Showing posts with label finding out. Show all posts
Showing posts with label finding out. Show all posts

Monday, April 4, 2011

The second ultrasound

Friday 1 April we had our second ultrasound appointment. I took the entire day to make sure that I was there and on time. However after a GPS glitch (thats right GPS not me) I ended up being about 10 minutes late. Great Great. Luckily for me JF was there to keep MW calm and laughing which was awesome!.

Once we did get there it was very much as I remember the first ultrasound except it was amazing to me how much it looked like a person! As we went through the ultrasound tech, who sucked hard core, was silent about everything we were looking at unless we asked. If you want to know what something is ASK! Sometimes the tech may be a bitch or something else could be going on, but you deserve to know everything!

The most amazing part came when the tech finally opened her mouth and asked us if we wanted to know the sex. I did want to touch a little bit on this decision. When MW and I first spoke about it the conversation pretty much went along the lines of, well I just always assumed we would find out. Some people have very strong convictions on knowing vs. not. I feel like these are the people that get most of the attention. If you don't really know what you want, thats cool. I would def( I cant spell definitely, get over it) say sit down and decide before you have the scan, as deciding then would have been a major pain in the ass.

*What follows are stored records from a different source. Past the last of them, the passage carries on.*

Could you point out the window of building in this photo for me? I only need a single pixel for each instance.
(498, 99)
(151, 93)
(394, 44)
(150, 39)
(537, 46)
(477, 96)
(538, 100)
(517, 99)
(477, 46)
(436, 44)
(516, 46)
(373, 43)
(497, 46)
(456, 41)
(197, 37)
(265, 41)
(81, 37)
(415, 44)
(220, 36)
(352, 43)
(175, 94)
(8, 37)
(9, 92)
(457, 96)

For us we are having a boy! Woohoo! This was a big surprise for a lot of people as I feel that many thought it was a girl. I honestly didn't care as long as it was healthy. That's right some people don't care if its a boy or a girl, don't listen to people who say otherwise!

The only issue we ran into scan wise, was something called an echogenic foci. An ecogenic foci is a calcium deposit in the heart. What does this mean you ask? Not a damn thing.
According the the Tufts medical resources (Sorry its a bit technical)
There are very distinct features that would be picked up on ultrasound such as bone measurements and facial abnormalities that would be a much higher indicator of a problem such as Downs. The best available evidence suggests that an isolated echogenic intracardiac focus in the fetus of an otherwise low risk woman does not confer an increased risk of fetal aneuploidy [7,37,46-51]. Although some papers have reported that the number or location of echogenic foci affects the risk of fetal aneuploidy (higher risk with biventricular or right ventricular involvement), the general consensus is that these factors have not been proven to matter
We will go for a second scan with a specialist sometime this week, but MW and I (as well as our midwife) are not concerned at all.

We will keep you posted!!


Tuesday, March 29, 2011

My first reaction

So the best place to start is the beginning.

Let me set the scene. It was early-mid January when a large snow storm hit Boston. Both myself and MW's (my darling wife) work had been cancelled due to the blizzard. As I sit lay on the bed watching some tv MW drops a bomb..... "I'm going to take a pregnancy test, ok?" ( Side note, MW's says we had been discussing, I seemed to have misplaced that in my memory) Before the test was even done, we had our answer. "Well maybe that test was broken." Another test later we again had our answer. Also just fyi I was not pregnant, pregnancy tests apparently come in 3 packs.

The first emotion wasn't really an emotion at all, it was just numbness. We hadn't been trying to get pregnant, but at the same time we had discussed it before. The only thing that crossed my mind was: ok, is MW ok?

I asked her and she looked at me incredulously, seemingly thinking the same about me. After the initial shock we sat down and talked. This is KEY.

As I said in my previous post communication is the key. Panicking (although it happens and is normal) doesn't help anyone. By sitting down and talking about what we were feeling we came to grips very quickly. You are both freaked out, so remember to support your partner and let them support you.

Men especially are notorious for being the "big tough guy" Yea I get it, you're buff, now shut up and relax. No one is 100% put together after they hear the good news, even if you are trying for it. Its nerve wracking to find out you will be a father/mother.

At this point the best advice I can give is to relax, watch a movie or listen to music, and just be with your partner. You can talk if you want to, but I felt it took a long time for the news to set in and for me to wrap my mind around what was going on. In our case MW and I scraped 2 feet of snow off our cars and cooked breakfast before we sat down and had a legit serious conversation.
Most of that day was spent alternating between sitting on the couch, cuddling on the couch, or putting as much space between each other on the couch as possible. We even went so far as to watch a documentary on the human body, with a whole section on pregnancy. Just remember that if you feel confused and scared than they feel just as confused and scared. Its stupid to say that you and your partner are going through the same feelings and thoughts, but communication is the key. Sit, talk, cry, laugh and let what happens happen. When you get to the end you will be much more able to form a coherent plan, at this point worry about yourselves and then move on from there.